The findings indicate that other apparent goals of digital citizenship education need to be revisited, including the focus on cyberbullying, privacy, and reputation. For these concerns, it might be more effective for digital citizenship proponents and online safety advocates to advocate for well-established prevention programs that target underlying causes of concerning behaviors. For example, cyberbullying prevention may be most successfully addressed through evidence-based bullying prevention or social emotional learning (SEL) programs (Durlak et al., 2010; Gaffney et al., 2019). Or, if reduced risk from technology-facilitated sexual exploitation is a goal, online safety experts could help contribute content to sexual assault prevention programs, sexual health programs, or curricula on healthy relationships.

For other outcomes, it may be that digital citizenship programs need to get more creative in their approach. For example, encouraging younger children to seek help from adults for online problems is a reasonable goal for digital citizenship educators, but creativity is needed to overcome some of the barriers. It may help youth to role-play how to talk with adults about problems that have gone beyond what they can handle on their own. An additional focus for online safety education could be programming for parents and teachers that helps them respond constructively to conversations with children about online problems.

Finally, as digital citizenship education evolves, it is critical that it is accompanied by a greater amount of research. Research is needed to establish psychometrically strong outcome measures, and rigorous evaluation is needed to test that educational objectives are being achieved with digital citizenship programs and messaging strategies. The findings from the current study need to be replicated, both with BIA and with similar programs, testing key outcomes more comprehensively. Additional research is also needed that focuses specifically on online safety outcomes for vulnerable and diverse youth populations. It was clear from the current study that even across a narrow age range, 4th, 5th, and 6th grades, youth development and online activity changed substantially. These changes will continue to extend and expand through middle and high school, with children’s behavior online, independence, and receptiveness to adult instruction changing substantially each year. Using research to guide and verify, educational programs will need to adjust their content and approach to improve outcomes for children at each developmental stage.

Conclusions

The evaluation of the BIA program provides the first study that we are aware of to use a rigorous evaluation methodology to explore the impact of internet safety or digital citizenship programs. The findings of this study on 4th–6th grade students offer encouragement for the possible impact of digital citizenship education on some intended outcomes but highlight the need for a re-evaluation of others.

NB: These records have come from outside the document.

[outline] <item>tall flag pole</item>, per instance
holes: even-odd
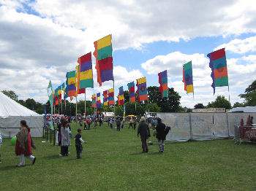
[[[208,53],[207,56],[210,59],[209,67],[211,69],[211,77],[213,81],[211,87],[214,88],[214,95],[215,94],[216,87],[227,86],[229,92],[227,59],[225,48]]]
[[[108,106],[108,90],[103,92],[103,105],[104,106]]]
[[[192,93],[194,98],[193,72],[192,61],[183,65],[183,79],[184,83],[184,90],[187,93]]]
[[[127,86],[128,86],[129,93],[129,101],[131,103],[135,103],[136,101],[135,82],[132,82],[128,83]]]
[[[115,105],[114,89],[108,90],[108,105]]]
[[[66,74],[67,81],[67,96],[70,97],[70,100],[72,100],[72,97],[76,97],[77,90],[75,87],[76,79],[75,79],[75,71],[72,71],[69,72],[67,72]]]
[[[96,58],[96,69],[97,81],[99,86],[109,80],[114,80],[113,76],[113,58],[111,35],[94,42],[95,50],[94,55]]]
[[[79,63],[79,88],[85,88],[84,93],[84,114],[86,116],[86,90],[87,87],[94,88],[92,75],[91,52],[89,52],[78,58]]]
[[[118,106],[124,105],[124,89],[123,86],[119,87],[119,93],[118,93]]]
[[[50,102],[50,129],[53,130],[53,86],[51,85],[51,82],[50,80],[49,85],[47,89],[47,92],[48,94],[48,98],[49,98],[49,102]]]
[[[168,97],[168,85],[167,85],[167,70],[158,74],[159,82],[160,84],[159,91],[161,92],[161,98]]]
[[[65,96],[65,83],[63,82],[61,85],[61,90],[64,93],[64,96]],[[62,94],[62,91],[61,91],[61,94]],[[62,98],[61,98],[61,114],[63,114],[63,111],[62,111]]]
[[[142,77],[137,79],[136,86],[138,87],[137,93],[139,102],[148,100],[148,90],[146,77]]]
[[[115,90],[115,81],[113,75],[112,57],[112,36],[108,35],[102,39],[94,42],[95,50],[94,55],[96,58],[96,69],[97,82],[99,86],[102,82],[113,80],[113,88]],[[114,104],[114,126],[116,123],[116,104]],[[114,129],[114,128],[113,128]]]
[[[97,94],[97,109],[102,108],[102,103],[100,102],[100,93]]]

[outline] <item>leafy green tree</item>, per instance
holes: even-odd
[[[256,106],[256,80],[245,89],[244,94],[239,95],[240,98],[245,99],[244,106]]]
[[[195,104],[194,109],[204,109],[206,106],[203,104]]]
[[[174,90],[173,87],[168,88],[168,98],[162,98],[159,87],[157,86],[149,86],[148,95],[148,103],[157,104],[161,108],[162,112],[176,112],[180,109],[179,101],[181,97]]]
[[[145,110],[149,112],[159,112],[161,107],[158,106],[156,103],[148,104],[145,106]]]
[[[239,102],[236,102],[232,108],[243,107],[243,106],[244,106],[244,104],[241,104],[241,103],[239,103]]]
[[[16,93],[12,91],[12,90],[2,90],[1,91],[4,94],[5,94],[6,96],[7,96],[9,98],[15,100],[15,101],[18,101],[18,96],[16,95]]]
[[[214,101],[208,104],[207,108],[231,108],[230,103],[224,97],[219,96]]]

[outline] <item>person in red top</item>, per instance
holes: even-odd
[[[84,120],[83,120],[83,125],[84,125],[83,130],[86,130],[87,129],[86,122],[87,122],[87,120],[86,120],[86,118],[84,118]]]
[[[25,120],[20,121],[20,130],[16,135],[16,146],[15,154],[20,155],[20,164],[16,165],[17,167],[21,167],[25,165],[25,156],[32,160],[34,165],[36,162],[36,157],[32,155],[32,149],[36,149],[36,146],[30,135],[30,128],[26,125]]]

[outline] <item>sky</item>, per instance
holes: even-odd
[[[238,95],[255,79],[255,12],[253,0],[0,0],[0,90],[45,103],[49,80],[53,89],[64,82],[78,58],[94,52],[94,42],[112,34],[115,95],[143,77],[159,86],[158,73],[167,70],[168,87],[184,107],[218,96],[241,103]],[[223,47],[229,92],[217,87],[214,95],[206,55]],[[113,87],[99,86],[92,58],[94,88],[86,90],[86,100]],[[182,66],[190,61],[194,98],[182,82]]]

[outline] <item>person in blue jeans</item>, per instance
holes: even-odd
[[[81,158],[81,154],[83,151],[83,146],[82,143],[86,144],[86,141],[84,141],[82,139],[82,130],[78,128],[78,134],[75,136],[75,149],[77,150],[77,159]]]

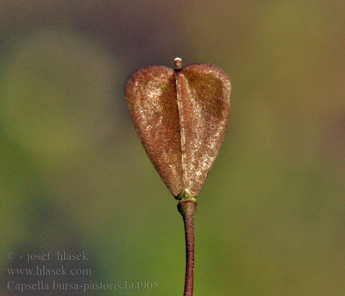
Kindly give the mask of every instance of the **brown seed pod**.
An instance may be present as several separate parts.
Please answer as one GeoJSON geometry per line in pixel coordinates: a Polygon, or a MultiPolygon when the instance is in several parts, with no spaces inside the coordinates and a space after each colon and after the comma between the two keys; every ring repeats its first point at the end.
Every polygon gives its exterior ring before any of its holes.
{"type": "Polygon", "coordinates": [[[229,120],[231,84],[209,64],[175,69],[145,67],[127,79],[125,94],[142,145],[176,199],[196,197],[215,159],[229,120]]]}

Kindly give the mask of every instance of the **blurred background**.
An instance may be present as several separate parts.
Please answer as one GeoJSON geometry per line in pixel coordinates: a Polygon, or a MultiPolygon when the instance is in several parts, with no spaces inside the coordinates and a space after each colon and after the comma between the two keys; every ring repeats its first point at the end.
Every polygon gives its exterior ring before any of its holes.
{"type": "Polygon", "coordinates": [[[123,94],[133,71],[176,56],[233,85],[197,198],[194,294],[345,295],[345,23],[341,0],[0,1],[0,295],[40,280],[24,295],[182,295],[182,220],[123,94]],[[92,274],[8,271],[62,265],[92,274]]]}

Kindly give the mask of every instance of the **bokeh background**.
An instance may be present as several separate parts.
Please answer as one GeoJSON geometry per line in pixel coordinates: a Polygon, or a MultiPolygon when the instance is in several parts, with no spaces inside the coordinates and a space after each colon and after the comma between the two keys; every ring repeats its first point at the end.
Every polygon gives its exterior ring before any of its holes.
{"type": "Polygon", "coordinates": [[[197,199],[195,295],[345,295],[345,16],[342,0],[0,1],[0,295],[182,294],[182,220],[123,94],[176,56],[233,85],[197,199]],[[49,250],[89,260],[19,258],[49,250]],[[8,275],[37,265],[92,274],[8,275]],[[6,286],[41,280],[122,289],[6,286]]]}

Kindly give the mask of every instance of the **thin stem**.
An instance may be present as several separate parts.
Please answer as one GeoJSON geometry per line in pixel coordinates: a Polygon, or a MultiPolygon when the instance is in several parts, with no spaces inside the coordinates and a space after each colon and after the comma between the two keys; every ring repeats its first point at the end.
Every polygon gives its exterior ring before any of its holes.
{"type": "Polygon", "coordinates": [[[192,296],[194,275],[194,214],[197,203],[191,200],[183,200],[177,209],[183,218],[186,236],[186,278],[183,296],[192,296]]]}

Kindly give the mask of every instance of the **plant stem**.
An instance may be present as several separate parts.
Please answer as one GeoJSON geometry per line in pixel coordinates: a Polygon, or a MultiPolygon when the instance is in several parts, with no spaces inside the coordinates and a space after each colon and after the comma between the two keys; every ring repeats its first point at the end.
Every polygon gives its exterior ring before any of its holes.
{"type": "Polygon", "coordinates": [[[186,278],[183,296],[192,296],[194,275],[194,214],[197,203],[191,200],[182,200],[177,209],[183,218],[186,236],[186,278]]]}

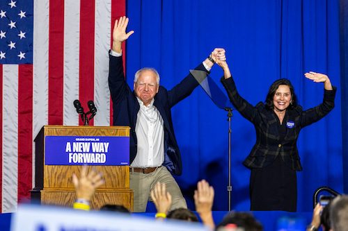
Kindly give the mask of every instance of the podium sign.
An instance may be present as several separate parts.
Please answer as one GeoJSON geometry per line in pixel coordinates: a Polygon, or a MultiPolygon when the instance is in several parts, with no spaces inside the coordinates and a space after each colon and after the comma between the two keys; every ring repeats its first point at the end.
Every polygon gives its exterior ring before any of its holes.
{"type": "Polygon", "coordinates": [[[81,165],[88,165],[88,171],[94,168],[101,172],[104,181],[95,191],[91,208],[109,204],[133,210],[129,127],[45,126],[35,142],[32,199],[72,207],[76,200],[72,174],[79,176],[81,165]]]}
{"type": "Polygon", "coordinates": [[[47,136],[46,165],[129,165],[129,137],[47,136]]]}

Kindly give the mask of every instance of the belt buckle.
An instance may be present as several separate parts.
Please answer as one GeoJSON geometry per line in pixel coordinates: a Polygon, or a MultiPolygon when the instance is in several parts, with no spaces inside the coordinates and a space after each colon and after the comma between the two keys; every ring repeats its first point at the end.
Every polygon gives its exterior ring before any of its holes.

Findings identified that the BIA program can help late elementary and early middle school children learn and retain knowledge of new online safety vocabulary and concepts and feel more confident in their ability to handle online problems. Results from other outcomes such as online privacy behaviors, cyberbullying, and talking with parents about online problems suggest the need for more conversations and research by school professionals and digital citizenship experts to clarify educational goals and improve strategies.